| I've tried to post this as a comment on the blog, but it's not showing up (moderated?): ----------- Full disclosure: I work for 10gen. You strategically posted this when my air conditioning was broken, so here are a few thoughts before I go find somewhere cooler. Since CouchDB is "not a competitor" to MongoDB, it's nice of you to put all this time into a public service. > MongoDB, <b>by default</b>, doesn’t actually have a response for writes. Whoopsy, got your emphasis wrong there. We did this to make MongoDB look good in stupid benchmarks (http://www.snailinaturtleneck.com/blog/2009/06/29/couchdb-vs...).

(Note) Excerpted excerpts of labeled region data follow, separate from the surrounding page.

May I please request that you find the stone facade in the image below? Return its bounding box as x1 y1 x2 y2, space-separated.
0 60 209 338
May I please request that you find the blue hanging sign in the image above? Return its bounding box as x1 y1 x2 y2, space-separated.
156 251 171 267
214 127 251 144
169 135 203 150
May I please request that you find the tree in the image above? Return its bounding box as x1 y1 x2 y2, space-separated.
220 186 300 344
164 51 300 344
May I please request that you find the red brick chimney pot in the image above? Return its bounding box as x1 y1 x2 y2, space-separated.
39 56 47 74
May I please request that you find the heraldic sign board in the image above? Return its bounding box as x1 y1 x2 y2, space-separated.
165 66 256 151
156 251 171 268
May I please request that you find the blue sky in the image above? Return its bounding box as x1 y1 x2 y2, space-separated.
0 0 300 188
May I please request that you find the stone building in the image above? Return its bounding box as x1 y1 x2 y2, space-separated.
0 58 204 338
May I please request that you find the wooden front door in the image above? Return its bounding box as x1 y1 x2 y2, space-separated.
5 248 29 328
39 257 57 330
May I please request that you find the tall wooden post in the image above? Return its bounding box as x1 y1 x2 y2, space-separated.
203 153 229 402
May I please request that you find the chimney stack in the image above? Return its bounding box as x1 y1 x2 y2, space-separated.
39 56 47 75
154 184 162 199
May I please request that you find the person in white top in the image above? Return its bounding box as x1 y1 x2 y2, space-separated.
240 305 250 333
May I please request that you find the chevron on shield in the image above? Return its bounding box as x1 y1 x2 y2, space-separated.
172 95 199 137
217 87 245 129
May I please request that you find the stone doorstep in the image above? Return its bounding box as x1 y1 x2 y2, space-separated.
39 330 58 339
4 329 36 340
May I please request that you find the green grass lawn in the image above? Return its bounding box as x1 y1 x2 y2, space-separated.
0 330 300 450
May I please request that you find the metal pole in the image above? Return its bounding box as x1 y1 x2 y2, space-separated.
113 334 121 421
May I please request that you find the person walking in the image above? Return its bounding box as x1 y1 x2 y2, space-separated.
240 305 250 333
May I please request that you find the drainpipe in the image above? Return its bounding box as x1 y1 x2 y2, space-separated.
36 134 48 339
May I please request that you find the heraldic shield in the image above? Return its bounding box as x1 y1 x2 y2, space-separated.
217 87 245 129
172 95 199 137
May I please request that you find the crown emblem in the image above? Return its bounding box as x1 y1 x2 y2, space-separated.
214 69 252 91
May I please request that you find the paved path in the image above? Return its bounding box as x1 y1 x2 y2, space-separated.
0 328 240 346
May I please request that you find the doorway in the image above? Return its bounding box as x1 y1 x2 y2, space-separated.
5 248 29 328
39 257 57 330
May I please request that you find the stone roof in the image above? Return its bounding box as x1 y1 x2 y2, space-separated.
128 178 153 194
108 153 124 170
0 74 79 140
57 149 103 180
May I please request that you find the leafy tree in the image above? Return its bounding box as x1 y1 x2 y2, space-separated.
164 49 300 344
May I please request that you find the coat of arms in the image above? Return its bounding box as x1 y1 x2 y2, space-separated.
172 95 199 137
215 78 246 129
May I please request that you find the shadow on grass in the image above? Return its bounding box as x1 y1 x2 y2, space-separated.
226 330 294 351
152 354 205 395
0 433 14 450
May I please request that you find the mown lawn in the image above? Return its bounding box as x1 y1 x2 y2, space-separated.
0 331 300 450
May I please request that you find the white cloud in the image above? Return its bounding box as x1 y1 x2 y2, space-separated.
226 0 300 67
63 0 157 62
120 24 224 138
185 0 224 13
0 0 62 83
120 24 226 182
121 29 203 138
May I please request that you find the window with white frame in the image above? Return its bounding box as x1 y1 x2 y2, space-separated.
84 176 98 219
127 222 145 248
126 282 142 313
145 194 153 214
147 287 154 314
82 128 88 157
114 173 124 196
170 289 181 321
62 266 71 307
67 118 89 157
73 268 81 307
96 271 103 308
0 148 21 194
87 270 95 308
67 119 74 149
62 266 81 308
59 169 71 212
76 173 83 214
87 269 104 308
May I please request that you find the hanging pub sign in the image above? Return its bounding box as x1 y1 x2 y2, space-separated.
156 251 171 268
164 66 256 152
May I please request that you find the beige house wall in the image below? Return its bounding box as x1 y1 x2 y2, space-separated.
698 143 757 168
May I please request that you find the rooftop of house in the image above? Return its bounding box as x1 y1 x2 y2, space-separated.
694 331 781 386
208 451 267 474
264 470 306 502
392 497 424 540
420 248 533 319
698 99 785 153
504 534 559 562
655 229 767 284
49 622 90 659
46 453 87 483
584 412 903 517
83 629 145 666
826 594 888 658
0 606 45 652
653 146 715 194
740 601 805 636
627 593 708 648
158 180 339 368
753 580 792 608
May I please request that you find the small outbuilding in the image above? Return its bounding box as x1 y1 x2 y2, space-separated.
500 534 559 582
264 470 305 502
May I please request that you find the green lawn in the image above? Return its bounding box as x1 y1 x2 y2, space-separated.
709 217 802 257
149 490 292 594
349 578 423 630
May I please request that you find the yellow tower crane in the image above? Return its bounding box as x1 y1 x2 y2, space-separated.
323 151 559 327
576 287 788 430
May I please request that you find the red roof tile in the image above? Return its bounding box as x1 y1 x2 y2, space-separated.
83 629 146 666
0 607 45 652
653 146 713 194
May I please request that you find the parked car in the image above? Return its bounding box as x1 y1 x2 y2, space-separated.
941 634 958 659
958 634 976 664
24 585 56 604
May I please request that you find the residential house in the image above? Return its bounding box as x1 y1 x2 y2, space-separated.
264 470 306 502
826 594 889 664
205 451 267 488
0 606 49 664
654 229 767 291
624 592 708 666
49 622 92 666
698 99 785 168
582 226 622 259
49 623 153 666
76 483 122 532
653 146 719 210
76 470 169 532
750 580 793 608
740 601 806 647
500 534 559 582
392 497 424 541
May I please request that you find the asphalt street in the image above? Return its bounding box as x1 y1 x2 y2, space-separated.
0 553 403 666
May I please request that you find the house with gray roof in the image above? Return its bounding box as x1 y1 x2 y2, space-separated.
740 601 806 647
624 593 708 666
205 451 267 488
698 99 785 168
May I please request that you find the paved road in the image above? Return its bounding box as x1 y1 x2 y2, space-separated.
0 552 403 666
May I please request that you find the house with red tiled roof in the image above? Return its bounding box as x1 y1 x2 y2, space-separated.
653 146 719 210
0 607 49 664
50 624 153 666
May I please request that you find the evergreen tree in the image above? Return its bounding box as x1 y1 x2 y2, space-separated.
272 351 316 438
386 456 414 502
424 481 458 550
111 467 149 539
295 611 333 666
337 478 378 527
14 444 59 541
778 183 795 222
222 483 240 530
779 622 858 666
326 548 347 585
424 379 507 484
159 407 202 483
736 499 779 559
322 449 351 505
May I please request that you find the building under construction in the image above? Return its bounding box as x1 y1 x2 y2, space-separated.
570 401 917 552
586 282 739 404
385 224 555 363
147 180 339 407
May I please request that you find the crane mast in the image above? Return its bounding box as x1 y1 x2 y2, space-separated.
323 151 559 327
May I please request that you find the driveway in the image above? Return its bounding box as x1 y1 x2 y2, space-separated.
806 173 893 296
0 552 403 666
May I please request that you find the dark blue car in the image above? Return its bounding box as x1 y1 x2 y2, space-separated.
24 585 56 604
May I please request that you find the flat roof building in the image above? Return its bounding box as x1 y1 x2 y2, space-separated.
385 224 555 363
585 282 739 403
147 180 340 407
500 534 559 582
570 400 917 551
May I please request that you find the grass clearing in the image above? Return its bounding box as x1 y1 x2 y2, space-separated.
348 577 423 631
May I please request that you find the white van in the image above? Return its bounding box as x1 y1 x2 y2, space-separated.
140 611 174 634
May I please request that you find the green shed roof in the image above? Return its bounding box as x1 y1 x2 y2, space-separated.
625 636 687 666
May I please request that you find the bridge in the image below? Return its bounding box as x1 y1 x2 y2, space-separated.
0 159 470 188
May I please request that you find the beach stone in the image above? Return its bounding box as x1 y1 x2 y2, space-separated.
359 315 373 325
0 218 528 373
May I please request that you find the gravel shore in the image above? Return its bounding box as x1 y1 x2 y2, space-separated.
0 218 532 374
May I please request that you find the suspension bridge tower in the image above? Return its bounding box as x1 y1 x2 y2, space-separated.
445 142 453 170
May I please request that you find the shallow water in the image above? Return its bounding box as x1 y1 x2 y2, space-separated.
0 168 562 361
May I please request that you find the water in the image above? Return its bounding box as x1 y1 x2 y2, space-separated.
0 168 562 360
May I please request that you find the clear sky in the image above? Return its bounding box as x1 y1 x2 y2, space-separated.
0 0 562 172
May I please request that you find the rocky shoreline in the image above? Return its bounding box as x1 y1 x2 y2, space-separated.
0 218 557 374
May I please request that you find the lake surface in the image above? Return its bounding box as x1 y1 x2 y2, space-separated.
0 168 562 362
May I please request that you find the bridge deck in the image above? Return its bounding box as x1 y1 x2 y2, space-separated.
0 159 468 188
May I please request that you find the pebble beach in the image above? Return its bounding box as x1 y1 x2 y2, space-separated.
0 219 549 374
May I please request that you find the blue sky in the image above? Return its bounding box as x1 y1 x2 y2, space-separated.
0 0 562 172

Seriously, though, this "unchecked" type of write is just supposed to be for stuff like analytics or sensor data, when you're getting a zillion a second and don't really care some get lost if the server crashes. <b>You can do an insert that not only waits for a database response, but waits for N slaves (user configurable) to have replicated that insert.</b> Note that this is very similar to Cassandra's "write to multiple nodes" promise. You can also fsync after every write. > MongoDB writes to a mem-mapped file and lets the kernel fsync it whenever
> the kernel feels like it. fsyncs are configurable. You can fsync once a second, never, or after every single insert, remove, and update if you wish. > When you look at MongoDB more critically I don’t see how you could actually
> justify using it for anything resembling the traditional role of a database. This is because you assume you'll run it on single server. MongoDB's documentation clearly, repeatedly, and earnestly tells people to run MongoDB on multiple servers. Also, as another commenter mentioned, full single-server durability is scheduled for the fall. > Stories like this (http://www.korokithakis.net/node/119) are dubious not
> because they expose a few bugs in MongoDB but because they show inherent
> architectural problems you cannot overcome long term without something
> append-only. Stories "like this" show that MongoDB doesn't work for everyone, particularly people who give no specifics about their architecture, setup, what happened, or anything else. Isn't it irritating how people will write, "MongoDB lost my data" or "CouchDB is really slow" and provide no specifics? That's not to say that things never go wrong, MongoDB is definitely not perfect and has lots of room for improvement. I hope that users with questions and problems will contact us on the list, our wiki, the bug tracker, or IRC (or, heck, write a snarky blog post). Anything to contact the community and let us try to help. I wish every person who tried MongoDB had a great experience with it. Lots of users, hopefully most, love MongoDB and are using it happily and successfully in production. |
Err, what?
I'm using MongoDB in production and I've looked at your documentation a bunch. After spending days with your docs open in a browser tab I can't say that it was especially clear on this point.
Perhaps I'm particularly ignorant, but I'd wager that not many other developers know that multiple MongoDB servers are currently required to achieve reasonably acceptable durability.